Considering the extent of the social, political and economic divide in Haiti, a person of
integrity that can assuage the fears of the competing constituencies is needed for the post.
At this juncture, Bernard Gousse is the wrong person for the prime ministership, because
the man only knows what he is against but clueless as to what he wants. If Gousse
were to become prime minister, his first order of business will be the compilation of a
dossier on Aristide, who escaped his dragnet in 2004 (courtesy of the invaders), for an
eventual prosecution on bogus charges like those he leveled at the former president’s top
lieutenants during his stint as minister of justice.

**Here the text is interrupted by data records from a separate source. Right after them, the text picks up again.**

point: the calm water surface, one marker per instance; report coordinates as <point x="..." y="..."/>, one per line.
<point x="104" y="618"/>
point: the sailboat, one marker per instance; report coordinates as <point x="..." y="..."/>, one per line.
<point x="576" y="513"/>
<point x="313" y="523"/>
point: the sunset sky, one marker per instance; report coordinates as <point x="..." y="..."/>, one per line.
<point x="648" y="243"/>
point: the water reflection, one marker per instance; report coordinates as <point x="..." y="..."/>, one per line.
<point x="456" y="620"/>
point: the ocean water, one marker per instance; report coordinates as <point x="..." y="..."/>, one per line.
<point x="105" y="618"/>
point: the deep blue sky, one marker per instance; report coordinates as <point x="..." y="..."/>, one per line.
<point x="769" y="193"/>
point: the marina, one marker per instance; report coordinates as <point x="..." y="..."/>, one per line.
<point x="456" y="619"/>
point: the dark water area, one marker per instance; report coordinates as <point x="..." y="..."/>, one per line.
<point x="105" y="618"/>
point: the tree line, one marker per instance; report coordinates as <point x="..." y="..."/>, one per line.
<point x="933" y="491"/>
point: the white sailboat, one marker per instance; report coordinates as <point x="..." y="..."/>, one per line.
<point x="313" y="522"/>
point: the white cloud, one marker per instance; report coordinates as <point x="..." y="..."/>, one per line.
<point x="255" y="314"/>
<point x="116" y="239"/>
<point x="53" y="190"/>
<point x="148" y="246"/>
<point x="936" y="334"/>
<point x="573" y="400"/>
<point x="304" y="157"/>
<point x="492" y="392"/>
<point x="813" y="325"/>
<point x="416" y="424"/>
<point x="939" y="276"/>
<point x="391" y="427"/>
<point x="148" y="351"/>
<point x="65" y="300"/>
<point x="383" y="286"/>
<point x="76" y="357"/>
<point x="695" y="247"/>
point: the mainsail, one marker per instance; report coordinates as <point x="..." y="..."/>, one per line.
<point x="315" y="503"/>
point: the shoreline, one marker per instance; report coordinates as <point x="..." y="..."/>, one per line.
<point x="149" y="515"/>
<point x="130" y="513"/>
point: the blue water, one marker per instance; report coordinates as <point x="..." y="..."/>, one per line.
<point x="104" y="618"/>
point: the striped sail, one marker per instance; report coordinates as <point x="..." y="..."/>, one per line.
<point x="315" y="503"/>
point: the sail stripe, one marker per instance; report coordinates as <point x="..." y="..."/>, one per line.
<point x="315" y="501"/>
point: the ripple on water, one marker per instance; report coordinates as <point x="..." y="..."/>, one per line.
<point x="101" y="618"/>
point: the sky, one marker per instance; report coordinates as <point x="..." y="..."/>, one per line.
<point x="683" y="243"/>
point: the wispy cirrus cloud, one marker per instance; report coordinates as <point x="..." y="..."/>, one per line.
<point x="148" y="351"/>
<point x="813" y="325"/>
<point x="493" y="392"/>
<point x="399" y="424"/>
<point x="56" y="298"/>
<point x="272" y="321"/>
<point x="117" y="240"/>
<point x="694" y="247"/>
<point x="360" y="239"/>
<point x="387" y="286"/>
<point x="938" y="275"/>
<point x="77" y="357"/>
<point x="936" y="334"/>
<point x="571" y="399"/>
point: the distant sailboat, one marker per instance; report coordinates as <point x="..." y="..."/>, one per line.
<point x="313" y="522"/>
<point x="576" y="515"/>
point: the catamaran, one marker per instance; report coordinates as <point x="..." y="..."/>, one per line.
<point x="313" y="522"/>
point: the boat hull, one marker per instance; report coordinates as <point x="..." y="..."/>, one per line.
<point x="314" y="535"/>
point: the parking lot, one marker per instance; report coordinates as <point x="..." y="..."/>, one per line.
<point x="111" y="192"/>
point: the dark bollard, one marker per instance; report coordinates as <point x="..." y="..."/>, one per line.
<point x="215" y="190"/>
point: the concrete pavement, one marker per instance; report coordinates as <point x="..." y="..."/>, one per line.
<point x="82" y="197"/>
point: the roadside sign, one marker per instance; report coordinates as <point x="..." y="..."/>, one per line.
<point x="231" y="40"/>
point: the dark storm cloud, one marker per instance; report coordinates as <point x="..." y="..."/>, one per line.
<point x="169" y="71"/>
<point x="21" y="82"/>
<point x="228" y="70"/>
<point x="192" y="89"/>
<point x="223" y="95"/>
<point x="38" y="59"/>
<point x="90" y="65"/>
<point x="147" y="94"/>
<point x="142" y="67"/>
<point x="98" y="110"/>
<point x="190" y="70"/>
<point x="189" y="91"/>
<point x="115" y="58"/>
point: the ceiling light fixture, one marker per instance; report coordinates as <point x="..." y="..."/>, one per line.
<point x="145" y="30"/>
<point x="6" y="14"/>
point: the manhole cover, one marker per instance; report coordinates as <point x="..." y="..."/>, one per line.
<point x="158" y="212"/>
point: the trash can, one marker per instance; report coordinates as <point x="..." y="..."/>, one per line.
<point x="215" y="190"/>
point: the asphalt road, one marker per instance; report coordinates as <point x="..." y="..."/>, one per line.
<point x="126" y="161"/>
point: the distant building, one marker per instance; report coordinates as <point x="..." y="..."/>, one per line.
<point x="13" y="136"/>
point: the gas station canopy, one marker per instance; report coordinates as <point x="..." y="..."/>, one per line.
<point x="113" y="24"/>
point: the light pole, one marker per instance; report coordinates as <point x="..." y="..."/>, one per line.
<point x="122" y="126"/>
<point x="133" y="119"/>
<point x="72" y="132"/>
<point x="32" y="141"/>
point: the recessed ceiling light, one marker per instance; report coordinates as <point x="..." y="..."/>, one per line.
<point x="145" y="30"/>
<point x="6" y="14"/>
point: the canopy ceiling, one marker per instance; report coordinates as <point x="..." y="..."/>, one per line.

Taking into account the Daniel-Gérard Rouzier’s fiasco, one had expected Michel
Martelly to become politically savvy and avoid unnecessary blunders. Apparently that
assessment was premature because a seasoned politician would not have nominated such
a notorious and blood-soaked individual for the post of prime minister while claiming to
be working toward ending the “politic of exclusion.” Politic is like quantum physics: the
better you know the position of a politican, the less you know the momentum behind it,
and vice versa. While Martelly’s right-wing philosophy is well known to the public (he
was an active supporter of the 1991 military coup against the first democratically elected
president of Haiti and had once lambasted the poor as ugly and dirty), the reason behind
his nomination of the unsuitable Gousse is perplexing. He may be counting on a public
backlash against the opposition-controlled parliament, which would in the end allow him
to get his way, given the urgency for the country to have a functioning government.
The late British Prime Minister, Sir Winston Churchill once said: “Democracy is
the worst form of government, except for all the others that have been tried.” That may
be true as Democracy remains the only political system with universal appeal. Its price,
however, is too high for any society that neither desires it nor is ready for it, which
happens to be the case with Haiti. Since the day when Democracy’s fruitful principles
benefit all Haitians remains well beyond the horizon, the country must now live with the
unintended and unpleasant consequences. Commenting on the defeat of his nomination in
a letter to the Haitian people, Daniel Gérard Rouzier magnanimously said: “Our Lower
House Representatives were duly elected to the Parliament by the people and, by voting
against my ratification as Prime Minister, they fulfilled the role that their conscience
imposed on them.” Obviously, the man says it all.